Die zweite Marketing-Säule bilden B2B-Kooperationen. Kooperationen wurden zum einen deswegen ausgewählt, weil von Unternehmensseite aus der Wunsch nach dem Aufbau weiterer B2B-Partner geäußert wurde. Zum anderen können somit bereits bestehende Kundenpools angesprochen werden und das Produkt von forever als Add-On (via API-Schnittstelle) inszeniert werden. Zudem kann hier basierend auf dem Erlösmodell „Provision“ auf eine relativ risikoarme Vergütungsmöglichkeit gesetzt werden. Die Vergütung des Influencers sowie des Kooperationspartners muss nur im Erfolgsfall geleistet werden. Anfangskosten entstehen bis auf den Zeiteinsatz für die jeweiligen Marketing-Konzepte keine.

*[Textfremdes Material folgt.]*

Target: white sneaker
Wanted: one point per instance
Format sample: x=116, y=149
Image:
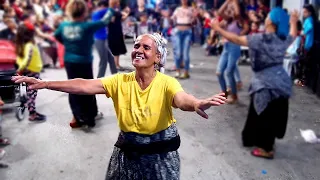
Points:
x=99, y=116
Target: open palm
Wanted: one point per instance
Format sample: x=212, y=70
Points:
x=33, y=83
x=203, y=105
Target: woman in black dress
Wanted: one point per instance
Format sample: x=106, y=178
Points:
x=115, y=38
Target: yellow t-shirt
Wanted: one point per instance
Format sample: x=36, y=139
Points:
x=142, y=111
x=35, y=63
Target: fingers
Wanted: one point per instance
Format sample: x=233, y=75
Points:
x=17, y=78
x=221, y=96
x=202, y=113
x=219, y=101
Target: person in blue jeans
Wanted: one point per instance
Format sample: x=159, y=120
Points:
x=227, y=65
x=183, y=17
x=77, y=38
x=101, y=41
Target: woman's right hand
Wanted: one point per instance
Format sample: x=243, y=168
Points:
x=32, y=82
x=294, y=17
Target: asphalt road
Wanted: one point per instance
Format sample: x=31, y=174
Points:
x=211, y=149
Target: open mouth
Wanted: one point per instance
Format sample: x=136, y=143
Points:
x=138, y=57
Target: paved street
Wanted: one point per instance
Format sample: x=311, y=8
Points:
x=211, y=149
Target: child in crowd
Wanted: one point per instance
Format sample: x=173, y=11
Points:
x=29, y=64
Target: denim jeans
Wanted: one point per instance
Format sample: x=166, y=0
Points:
x=182, y=43
x=227, y=66
x=288, y=64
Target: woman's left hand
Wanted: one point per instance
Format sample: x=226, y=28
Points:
x=203, y=105
x=215, y=24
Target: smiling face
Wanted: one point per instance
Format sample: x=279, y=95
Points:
x=144, y=53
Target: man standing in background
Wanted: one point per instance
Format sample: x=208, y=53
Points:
x=101, y=42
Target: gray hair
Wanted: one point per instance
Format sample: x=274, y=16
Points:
x=161, y=44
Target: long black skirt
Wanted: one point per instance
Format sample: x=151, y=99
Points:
x=262, y=130
x=84, y=107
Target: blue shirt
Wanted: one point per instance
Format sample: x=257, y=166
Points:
x=102, y=33
x=77, y=38
x=308, y=30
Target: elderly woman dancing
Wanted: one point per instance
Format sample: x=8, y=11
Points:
x=143, y=100
x=271, y=86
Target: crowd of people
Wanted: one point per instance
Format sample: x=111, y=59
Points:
x=51, y=33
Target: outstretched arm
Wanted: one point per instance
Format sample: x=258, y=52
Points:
x=187, y=102
x=74, y=86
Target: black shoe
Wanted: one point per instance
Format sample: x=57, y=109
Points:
x=37, y=117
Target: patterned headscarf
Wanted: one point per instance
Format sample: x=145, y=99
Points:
x=161, y=43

Affiliate Marketing als dritter Marketing-Kanal wurde im Hinblick auf eine geeignete Vergütungsmöglichkeit der Influencer sowie Kooperationspartner ausgewählt. Außerdem besteht die Möglichkeit, mit Hilfe eines Affiliate-Netzwerkes weitere Kooperationspartner bzw. Publisher zu gewinnen.
Um das Produkt und die Ansprache zunächst zu testen, war im Laufe des Dezembers ein Test mit ausgewählten Instanzen (unterschiedliche Influencer, Kooperationspartner) geplant. Dadurch sollte unmittelbares Feedback aus dem Markt gewonnen und darauf basierend das Konzept optimiert werden. Leider konnte dieser Test nicht stattfinden, weil die Website-Anpassungen von forever noch nicht final abgeschlossen waren. Stattdessen erfolgten kleinere Tests im privaten Bekanntenkreis jedes Teammitglieds.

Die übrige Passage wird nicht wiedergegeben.